Mas, a partir do quarto episódio, o cineasta começa a ir posicionando as cartas na mesa, discretamente chegando ao ponto que realmente almeja. E quando chega ao sexto e sétimo episódio (que se complementam perfeitamente, já que um inicia no exato ponto onde o outro havia se encerrado), Olivier Assayas transmite ao espectador a razão de voltar a Irma Vep em forma de seriado: Se no filme original, o diretor encarava os fantasmas de Feuillade, o legado e impacto de Les Vampires e a responsabilidade que existe em projetar as tais “imagens de imagens” aparentemente sem utilidade, tal qual afirma Vidal, aqui, Assayas encara a sua própria película e, de certo modo, os fantasmas do seu cinema.

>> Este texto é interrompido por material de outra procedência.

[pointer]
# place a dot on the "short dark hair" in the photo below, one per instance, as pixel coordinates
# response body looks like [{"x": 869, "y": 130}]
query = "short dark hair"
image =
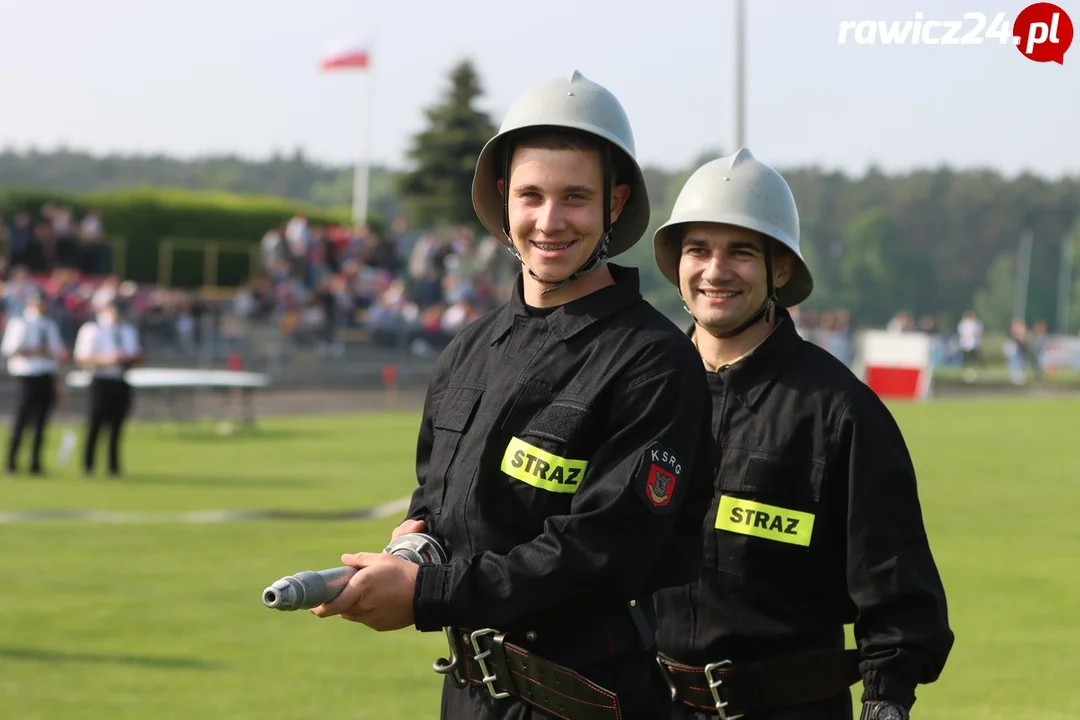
[{"x": 562, "y": 138}]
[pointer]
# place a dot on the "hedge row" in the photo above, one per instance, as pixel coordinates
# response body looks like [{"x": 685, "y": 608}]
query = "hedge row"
[{"x": 145, "y": 217}]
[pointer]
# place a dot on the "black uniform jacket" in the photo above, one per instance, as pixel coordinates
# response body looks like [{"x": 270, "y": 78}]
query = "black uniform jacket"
[
  {"x": 815, "y": 522},
  {"x": 561, "y": 460}
]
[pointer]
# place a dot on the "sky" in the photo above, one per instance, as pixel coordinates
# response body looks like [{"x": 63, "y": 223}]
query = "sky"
[{"x": 192, "y": 78}]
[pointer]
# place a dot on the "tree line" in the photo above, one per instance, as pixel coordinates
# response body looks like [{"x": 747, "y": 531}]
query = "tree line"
[{"x": 933, "y": 242}]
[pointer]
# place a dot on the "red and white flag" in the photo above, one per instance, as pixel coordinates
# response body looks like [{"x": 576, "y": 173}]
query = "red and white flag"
[{"x": 354, "y": 57}]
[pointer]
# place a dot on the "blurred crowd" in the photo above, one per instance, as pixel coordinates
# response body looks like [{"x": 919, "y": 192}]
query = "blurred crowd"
[
  {"x": 320, "y": 286},
  {"x": 55, "y": 239},
  {"x": 401, "y": 289}
]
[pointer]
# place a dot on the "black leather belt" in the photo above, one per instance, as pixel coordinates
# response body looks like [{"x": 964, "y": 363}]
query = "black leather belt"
[
  {"x": 733, "y": 690},
  {"x": 508, "y": 670}
]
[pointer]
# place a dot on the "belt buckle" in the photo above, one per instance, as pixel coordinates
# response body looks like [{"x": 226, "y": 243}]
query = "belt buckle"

Nesse sentido, Mira (Alicia Vikander) pode ser vista como uma representação da inclinação de Assayas em trabalhar com atrizes de outros países para além de intérpretes francesas (Kristen Stewart — que faz uma ponta na série — , Chloë Sevigny, Connie Nielsen, Maggie Cheung, Asia Argento entre outras). E, assim como Cheung no filme de 1996, é na presença de Mira que nasce o elo principal da obra, já que a mesma é constantemente possuída pelo espírito de Irma Vep, que, em busca de um desfecho, atua como dispositivo de resolução interna tanto para René Vidal quanto para a protagonista.
De certo modo, o seriado serve como uma nova oportunidade do diretor se redimir do seu passado inconclusivo e ter uma segunda chance de manter o espírito da personagem de Feuillade em descanso. Pensando nisso, a série parece falar tanto de Vidal (aqui, interpretado por Vincent Macaigne) quanto da importância que o cinema como projeção imagética possui para Olivier.
Em certo momento, Mira dialoga com Regina (Devon Ross), sua assistente, sobre o cinema de Kenneth Anger, na qual a jovem comenta sobre o estilo de abordagem do cineasta americano ser uma “forma de encontrar a luz” através do cinema. Assayas quer transmitir o ato de encenar, dar vida a algo essencialmente irreal, falso, um ato místico. E através disso que o cineasta se vê livre para ir aos caminhos mais diversos no “clímax” do seriado, onde o cineasta atira todas as cartas na mesa em uma longa e onírica sequência em que Mira/Irma Vep transpassa paredes e presencia conversas de membros da equipe até chegar a Vidal, novamente em uma espiral de pendências com o passado e deformando com o filme (mais uma vez) para encontrar algum tipo de resolução. E nesse ponto que Mira atua através de Vep como o elo que faz o diretor se reconciliar com o que deixou para trás.
Através da presença metafísica de Irma Vep, tanto Vidal quanto Mira encontram um novo propósito dentro do que fazem e conseguem se acertar com os dilemas de seu passado. No final, ambos redescobrem o que faz do cinema especial: é a capacidade de tornar o impossível algo momentaneamente possível. Ou em outras palavras, trazer um espírito de outro tempo para ajudar seus personagens a encerrarem suas pendências com o que ficou para trás. Os fantasmas de um passado cinematográfico atuando de modo restaurador naqueles que fazem a sua história permanecer viva.